On the chiral covariant approach to rhorho scattering

We examine in detail a recent work (D.~G\"ulmez, U.-G.~Mei\ss ner and J.~A.~Oller, Eur. Phys. J. C 77:460 (2017)), where improvements to make $\rho\rho$ scattering relativistically covariant are made. The paper has the remarkable conclusion that the $J=2$ state disappears with a potential which is much more attractive than for $J=0$, where a bound state is found. We trace this abnormal conclusion to the fact that an "on-shell" factorization of the potential is done in a region where this potential is singular and develops a large discontinuous and unphysical imaginary part. A method is developed, evaluating the loops with full $\rho$ propagators, and we show that they do not develop singularities and do not have an imaginary part below threshold.
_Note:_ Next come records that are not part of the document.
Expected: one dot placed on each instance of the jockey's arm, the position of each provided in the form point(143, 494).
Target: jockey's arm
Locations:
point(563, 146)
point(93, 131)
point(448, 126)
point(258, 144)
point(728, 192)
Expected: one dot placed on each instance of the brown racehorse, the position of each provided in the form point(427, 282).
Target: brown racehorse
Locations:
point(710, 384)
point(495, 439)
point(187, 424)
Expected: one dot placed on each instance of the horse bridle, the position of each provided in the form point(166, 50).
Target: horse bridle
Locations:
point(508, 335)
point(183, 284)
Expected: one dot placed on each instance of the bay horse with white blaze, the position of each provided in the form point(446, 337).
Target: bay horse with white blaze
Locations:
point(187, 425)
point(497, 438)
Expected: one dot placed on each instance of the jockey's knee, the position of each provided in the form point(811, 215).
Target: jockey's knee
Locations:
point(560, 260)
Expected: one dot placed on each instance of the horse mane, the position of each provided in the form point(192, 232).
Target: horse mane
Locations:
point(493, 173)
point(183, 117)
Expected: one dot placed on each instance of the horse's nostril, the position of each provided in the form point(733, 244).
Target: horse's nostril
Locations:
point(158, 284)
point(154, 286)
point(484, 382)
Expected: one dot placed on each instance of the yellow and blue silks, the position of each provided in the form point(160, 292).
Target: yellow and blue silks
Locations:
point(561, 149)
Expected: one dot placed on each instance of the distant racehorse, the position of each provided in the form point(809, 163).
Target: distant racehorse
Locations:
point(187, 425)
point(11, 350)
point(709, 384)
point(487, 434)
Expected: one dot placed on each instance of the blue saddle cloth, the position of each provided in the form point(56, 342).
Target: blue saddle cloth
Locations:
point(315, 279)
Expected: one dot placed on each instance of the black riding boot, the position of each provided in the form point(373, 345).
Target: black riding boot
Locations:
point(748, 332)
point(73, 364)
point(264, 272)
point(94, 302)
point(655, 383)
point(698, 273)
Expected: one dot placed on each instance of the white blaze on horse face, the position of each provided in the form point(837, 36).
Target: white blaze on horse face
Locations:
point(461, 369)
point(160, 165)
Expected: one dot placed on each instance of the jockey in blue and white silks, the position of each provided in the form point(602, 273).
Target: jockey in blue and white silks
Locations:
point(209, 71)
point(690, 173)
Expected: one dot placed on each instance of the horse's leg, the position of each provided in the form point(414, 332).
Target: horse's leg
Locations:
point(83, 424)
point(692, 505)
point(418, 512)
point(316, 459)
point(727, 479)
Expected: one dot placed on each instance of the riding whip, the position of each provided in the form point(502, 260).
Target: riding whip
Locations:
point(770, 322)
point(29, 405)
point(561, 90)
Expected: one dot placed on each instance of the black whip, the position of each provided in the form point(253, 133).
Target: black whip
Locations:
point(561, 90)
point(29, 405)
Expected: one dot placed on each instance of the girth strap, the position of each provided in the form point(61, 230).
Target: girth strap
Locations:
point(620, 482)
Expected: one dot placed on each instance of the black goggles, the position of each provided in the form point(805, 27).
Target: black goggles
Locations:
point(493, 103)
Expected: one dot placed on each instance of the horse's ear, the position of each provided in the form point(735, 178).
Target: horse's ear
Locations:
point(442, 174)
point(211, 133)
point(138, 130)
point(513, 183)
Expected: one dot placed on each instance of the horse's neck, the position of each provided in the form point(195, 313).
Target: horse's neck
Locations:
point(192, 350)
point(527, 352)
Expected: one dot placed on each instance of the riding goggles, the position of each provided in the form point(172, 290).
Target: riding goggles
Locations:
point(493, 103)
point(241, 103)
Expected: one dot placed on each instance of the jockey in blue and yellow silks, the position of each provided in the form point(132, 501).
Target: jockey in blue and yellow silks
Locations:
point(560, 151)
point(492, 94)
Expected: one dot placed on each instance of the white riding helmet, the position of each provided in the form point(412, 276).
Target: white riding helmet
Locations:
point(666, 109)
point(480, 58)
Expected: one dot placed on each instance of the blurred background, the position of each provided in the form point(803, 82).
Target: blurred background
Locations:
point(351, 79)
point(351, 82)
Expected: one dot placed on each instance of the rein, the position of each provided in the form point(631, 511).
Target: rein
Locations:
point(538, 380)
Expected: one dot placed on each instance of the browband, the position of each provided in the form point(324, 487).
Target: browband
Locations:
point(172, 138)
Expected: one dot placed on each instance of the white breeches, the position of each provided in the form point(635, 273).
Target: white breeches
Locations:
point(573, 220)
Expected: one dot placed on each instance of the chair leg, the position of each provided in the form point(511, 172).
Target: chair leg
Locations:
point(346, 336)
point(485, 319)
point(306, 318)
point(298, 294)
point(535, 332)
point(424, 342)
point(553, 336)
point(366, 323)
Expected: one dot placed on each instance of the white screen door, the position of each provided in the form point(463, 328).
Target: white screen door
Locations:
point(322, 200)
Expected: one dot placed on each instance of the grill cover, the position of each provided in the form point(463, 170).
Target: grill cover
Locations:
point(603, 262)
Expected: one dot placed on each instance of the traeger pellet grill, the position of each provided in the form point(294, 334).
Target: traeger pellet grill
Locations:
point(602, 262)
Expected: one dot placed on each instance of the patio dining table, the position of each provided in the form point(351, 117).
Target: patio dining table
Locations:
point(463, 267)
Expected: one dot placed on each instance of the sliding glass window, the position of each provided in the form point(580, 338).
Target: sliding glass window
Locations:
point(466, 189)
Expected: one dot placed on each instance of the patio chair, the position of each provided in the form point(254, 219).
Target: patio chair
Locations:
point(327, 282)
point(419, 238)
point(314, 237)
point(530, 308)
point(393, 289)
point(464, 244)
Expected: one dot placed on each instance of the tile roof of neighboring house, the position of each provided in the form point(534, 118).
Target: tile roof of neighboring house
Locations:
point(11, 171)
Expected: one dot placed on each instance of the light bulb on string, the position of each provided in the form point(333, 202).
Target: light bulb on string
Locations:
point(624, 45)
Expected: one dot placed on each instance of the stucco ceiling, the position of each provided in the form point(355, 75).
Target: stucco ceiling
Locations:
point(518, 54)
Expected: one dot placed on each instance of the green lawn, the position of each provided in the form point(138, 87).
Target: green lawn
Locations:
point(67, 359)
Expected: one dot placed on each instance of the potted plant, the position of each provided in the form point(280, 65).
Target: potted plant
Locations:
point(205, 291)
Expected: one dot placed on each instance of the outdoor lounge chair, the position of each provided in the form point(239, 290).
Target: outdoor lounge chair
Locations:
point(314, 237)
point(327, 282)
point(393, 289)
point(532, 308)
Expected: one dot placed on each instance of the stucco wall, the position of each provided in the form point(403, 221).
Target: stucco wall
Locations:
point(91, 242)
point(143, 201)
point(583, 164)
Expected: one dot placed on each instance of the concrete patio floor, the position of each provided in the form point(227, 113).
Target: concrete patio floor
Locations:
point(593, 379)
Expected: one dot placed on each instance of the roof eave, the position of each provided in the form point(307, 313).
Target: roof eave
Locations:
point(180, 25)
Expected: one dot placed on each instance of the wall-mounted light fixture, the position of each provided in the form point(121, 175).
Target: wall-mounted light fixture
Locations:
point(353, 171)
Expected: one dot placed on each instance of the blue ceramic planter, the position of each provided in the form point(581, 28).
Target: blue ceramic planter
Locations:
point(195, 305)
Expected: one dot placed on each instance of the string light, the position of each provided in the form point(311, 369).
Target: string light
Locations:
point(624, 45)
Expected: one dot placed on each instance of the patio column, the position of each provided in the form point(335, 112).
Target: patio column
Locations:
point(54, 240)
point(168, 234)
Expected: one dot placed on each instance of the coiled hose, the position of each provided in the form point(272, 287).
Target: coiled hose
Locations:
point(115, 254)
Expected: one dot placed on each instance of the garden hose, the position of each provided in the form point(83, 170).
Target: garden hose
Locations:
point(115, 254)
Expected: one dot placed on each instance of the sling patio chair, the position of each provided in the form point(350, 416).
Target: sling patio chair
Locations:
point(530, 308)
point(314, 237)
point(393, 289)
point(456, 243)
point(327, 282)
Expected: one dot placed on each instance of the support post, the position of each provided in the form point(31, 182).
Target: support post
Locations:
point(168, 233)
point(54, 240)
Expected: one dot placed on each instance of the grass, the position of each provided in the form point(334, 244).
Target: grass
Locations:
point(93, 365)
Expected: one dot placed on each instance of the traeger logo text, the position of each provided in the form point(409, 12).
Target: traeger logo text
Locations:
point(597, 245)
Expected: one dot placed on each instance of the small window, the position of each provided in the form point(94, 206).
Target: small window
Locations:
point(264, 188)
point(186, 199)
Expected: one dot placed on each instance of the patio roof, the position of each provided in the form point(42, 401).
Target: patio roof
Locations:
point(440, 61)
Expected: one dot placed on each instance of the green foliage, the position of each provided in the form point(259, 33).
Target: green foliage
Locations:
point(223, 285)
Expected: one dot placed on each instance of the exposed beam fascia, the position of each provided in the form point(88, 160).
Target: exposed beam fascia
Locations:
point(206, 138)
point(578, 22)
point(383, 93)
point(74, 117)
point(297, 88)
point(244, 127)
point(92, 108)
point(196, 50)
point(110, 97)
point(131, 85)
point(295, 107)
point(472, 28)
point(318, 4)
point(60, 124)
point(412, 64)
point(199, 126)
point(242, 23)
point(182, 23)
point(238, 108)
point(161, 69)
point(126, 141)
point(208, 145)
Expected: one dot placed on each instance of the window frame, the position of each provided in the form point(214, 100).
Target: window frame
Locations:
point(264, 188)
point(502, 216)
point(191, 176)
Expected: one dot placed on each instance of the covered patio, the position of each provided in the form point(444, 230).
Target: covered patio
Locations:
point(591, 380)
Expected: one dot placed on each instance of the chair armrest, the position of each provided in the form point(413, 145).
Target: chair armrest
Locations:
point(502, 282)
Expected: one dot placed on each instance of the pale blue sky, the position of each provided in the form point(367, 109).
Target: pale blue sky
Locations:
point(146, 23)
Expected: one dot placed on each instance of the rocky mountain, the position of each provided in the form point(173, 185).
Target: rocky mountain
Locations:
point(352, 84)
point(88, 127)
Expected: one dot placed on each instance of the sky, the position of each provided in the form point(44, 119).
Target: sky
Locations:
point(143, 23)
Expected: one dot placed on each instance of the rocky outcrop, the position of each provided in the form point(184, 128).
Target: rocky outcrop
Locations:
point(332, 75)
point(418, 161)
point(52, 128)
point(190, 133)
With this result for the loops we define an effective potential, which when used with the Bethe-Salpeter equation provides a state with $J=2$ around the energy of the $f_2(1270)$. In addition, the coupling of the state to $\rho\rho$ is evaluated and we find that this coupling and the $T$ matrix around the energy of the bound state are remarkably similar to those obtained with a drastic approximation used previously, in which the $q^2$ terms of the propagators of the exchanged $\rho$ mesons are dropped, once the cut-off in the $\rho\rho$ loop function is tuned to reproduce the bound state at the same energy.